The hardest part of my job during this pandemic has been telling an individual, as we sit face-to-face, that I cannot sign his release order. No one could have predicted that a video hearing could create a more intimate connection between judge and defendant, compared to the antiseptic courtroom where the defendant usually sits far from the judge. In our new virtual courtroom, I cannot escape what I see in the eyes in front of me. But still I must tell many of them no.

I also see the eyes of those to whom I am able to give liberty. Some have sat in prison for months, and now a virus has given them the chance to prove that they deserved the chance. Their quick smiles and quiet “thank-yous” give me hope, but I also hold my breath as I hope that my release calculus was correct.

I keep my judicial “mask” on during these hearings, but I must remove it for a moment to breathe. Deciding liberty during a pandemic is a heavy weight, made even heavier because of the close connection I feel to the human beings sitting in front of me. I meet them where they are, in their prison block. I am close enough to read their eyes, and I feel their humanity. They are scared, and I am scared for them and for the safety of those around them.
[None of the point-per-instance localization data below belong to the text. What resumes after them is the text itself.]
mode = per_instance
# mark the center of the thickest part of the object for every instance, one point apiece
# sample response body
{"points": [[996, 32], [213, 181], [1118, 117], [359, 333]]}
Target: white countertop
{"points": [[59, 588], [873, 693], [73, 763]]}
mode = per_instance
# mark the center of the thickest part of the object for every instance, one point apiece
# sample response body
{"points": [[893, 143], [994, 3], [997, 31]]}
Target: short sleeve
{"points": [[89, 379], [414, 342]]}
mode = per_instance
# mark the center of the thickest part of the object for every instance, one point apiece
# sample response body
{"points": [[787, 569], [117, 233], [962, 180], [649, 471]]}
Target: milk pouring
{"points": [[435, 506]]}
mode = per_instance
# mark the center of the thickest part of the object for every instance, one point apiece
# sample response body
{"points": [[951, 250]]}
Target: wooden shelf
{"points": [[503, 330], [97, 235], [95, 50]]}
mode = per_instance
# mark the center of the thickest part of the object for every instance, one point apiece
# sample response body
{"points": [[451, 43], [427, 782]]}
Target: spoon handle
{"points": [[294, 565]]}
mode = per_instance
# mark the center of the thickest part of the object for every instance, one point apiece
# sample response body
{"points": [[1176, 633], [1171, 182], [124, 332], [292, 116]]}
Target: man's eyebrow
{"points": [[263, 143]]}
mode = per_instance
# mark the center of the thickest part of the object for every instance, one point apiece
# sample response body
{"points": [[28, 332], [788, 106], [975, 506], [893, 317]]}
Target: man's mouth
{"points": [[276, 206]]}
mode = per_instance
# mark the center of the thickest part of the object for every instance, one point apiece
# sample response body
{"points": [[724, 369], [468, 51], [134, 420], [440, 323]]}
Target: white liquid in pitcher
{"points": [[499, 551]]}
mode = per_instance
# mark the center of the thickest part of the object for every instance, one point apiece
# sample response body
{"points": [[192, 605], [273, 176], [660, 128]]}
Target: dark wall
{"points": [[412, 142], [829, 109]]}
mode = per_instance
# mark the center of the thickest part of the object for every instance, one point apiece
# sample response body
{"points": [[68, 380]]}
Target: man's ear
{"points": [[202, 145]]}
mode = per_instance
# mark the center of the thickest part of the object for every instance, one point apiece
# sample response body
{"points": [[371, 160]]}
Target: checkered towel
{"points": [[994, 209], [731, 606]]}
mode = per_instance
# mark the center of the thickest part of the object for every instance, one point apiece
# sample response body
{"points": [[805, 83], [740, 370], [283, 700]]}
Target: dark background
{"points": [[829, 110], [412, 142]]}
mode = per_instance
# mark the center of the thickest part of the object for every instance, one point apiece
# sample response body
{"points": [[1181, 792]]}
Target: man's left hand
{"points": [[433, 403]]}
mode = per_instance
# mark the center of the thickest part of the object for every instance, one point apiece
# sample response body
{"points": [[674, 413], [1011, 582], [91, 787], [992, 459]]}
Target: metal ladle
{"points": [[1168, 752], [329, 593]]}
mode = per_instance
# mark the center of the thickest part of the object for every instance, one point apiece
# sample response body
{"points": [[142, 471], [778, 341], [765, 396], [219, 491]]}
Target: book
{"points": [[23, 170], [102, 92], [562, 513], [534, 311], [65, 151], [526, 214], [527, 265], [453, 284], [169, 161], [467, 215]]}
I have the power to save some, but I cannot save everyone, and that is the weight I bear.

I take a walk after dinner every evening with my husband, a doctor working at a busy hospital. We reflect on how these new experiments in virtual human connection will change our respective professions. Tonight, on my final night of criminal duty (April 10, 2020), we were startled on our walk as we heard what sounded like a gunshot, and then screaming, just a few blocks away. The cacophony and calls became louder and clearer. “Thank You!” It was 7 p.m., and the voices rang from homes across our neighborhood as families shared a raucous collective thank you to our front-line workers. I had assumed the worst, until I moved closer.